Jeffrey E. Lancet, MD, chair of the Department of Malignant Hematology at Moffitt Cancer Center, gave insight on the evolving treatment landscape of acute myeloid leukemia (AML) and the potential of immunotherapy and targeted therapies going forward.
Jeffrey E. Lancet, MD, chair of the Department of Malignant Hematology at Moffitt Cancer Center, gave insight on the evolving treatment landscape of acute myeloid leukemia (AML) and the potential of immunotherapy and targeted therapies going forward.
Transcript
How do you expect the AML treatment landscape to evolve going forward, and how might new developments impact the current treatment paradigm?

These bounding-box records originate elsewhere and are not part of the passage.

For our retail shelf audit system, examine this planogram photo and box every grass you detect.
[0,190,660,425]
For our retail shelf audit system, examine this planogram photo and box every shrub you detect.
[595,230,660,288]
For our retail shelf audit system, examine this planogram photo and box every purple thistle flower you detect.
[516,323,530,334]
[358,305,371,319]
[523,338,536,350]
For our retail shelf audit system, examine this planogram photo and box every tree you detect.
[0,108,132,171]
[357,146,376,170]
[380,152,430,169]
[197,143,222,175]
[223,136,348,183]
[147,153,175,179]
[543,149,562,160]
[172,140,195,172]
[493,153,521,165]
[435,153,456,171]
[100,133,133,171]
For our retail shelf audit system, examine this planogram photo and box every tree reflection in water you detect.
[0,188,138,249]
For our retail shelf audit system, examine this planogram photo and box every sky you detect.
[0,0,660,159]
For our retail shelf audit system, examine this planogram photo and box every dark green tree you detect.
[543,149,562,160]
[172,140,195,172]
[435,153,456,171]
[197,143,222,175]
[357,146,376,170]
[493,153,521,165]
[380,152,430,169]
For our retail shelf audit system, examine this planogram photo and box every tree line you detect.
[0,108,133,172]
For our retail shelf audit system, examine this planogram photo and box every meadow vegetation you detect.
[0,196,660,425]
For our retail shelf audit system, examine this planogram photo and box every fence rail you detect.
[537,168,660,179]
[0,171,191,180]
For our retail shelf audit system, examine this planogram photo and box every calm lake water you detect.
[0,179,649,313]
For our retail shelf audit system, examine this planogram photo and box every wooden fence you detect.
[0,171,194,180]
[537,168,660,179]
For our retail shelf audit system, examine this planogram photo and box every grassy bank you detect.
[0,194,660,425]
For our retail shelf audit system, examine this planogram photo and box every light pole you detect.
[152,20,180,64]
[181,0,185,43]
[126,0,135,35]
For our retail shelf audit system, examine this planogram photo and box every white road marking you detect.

I think the field is evolving gradually, as we understand the most important molecular genetic changes that are associated with the disease and which mutations, for example, need to be targeted at various time points. That understanding, along with the development of new drugs that target these genetic abnormalities, I think are going to drive the progress of the disease.
And right now, unfortunately, we have a lot of targets, potentially, but we don't have a lot of drugs. So the development of drugs lags behind the knowledge about the targets. But I do see more targeted therapy evolving over time. And I think there's also going to be an important role for immunotherapy, which could be considered a form of targeted therapy, but probably not to the same degree, because you're really trying to harness the immune system in a way that recognizes the leukemia cells as being foreign and attacking and destroying them. And that can be done through a variety of methods, including antibody-based therapies, what we call bispecific antibodies, in some cases where you target the leukemia cell and put it in proximity to a T cell that can kill it by bringing the cells close together.
Then, of course, you have the whole field of cellular immunotherapy, which involves options such as CAR-T therapy, which are really still in the very early stages and not yet standard of care. But these types of therapies certainly will be expensive, and probably change the financial landscape of how we treat this disease, as well. But right now, we're not yet at a point where we have clearly defined standard-of-care types of effective therapies in the immunotherapy realm, for the most part, in AML. But I think it's coming, and I think we have to be ready to tackle the questions about which patients should be receiving it so that we're not treating some patients unnecessarily, and how long people should be on it. You know, what are the risks associated with drugs such as immunotherapies that may help people live longer but have more chronic toxicities that have to be dealt with? [Another factor is] the overall cost of care in an already very expensive-to-treat disease.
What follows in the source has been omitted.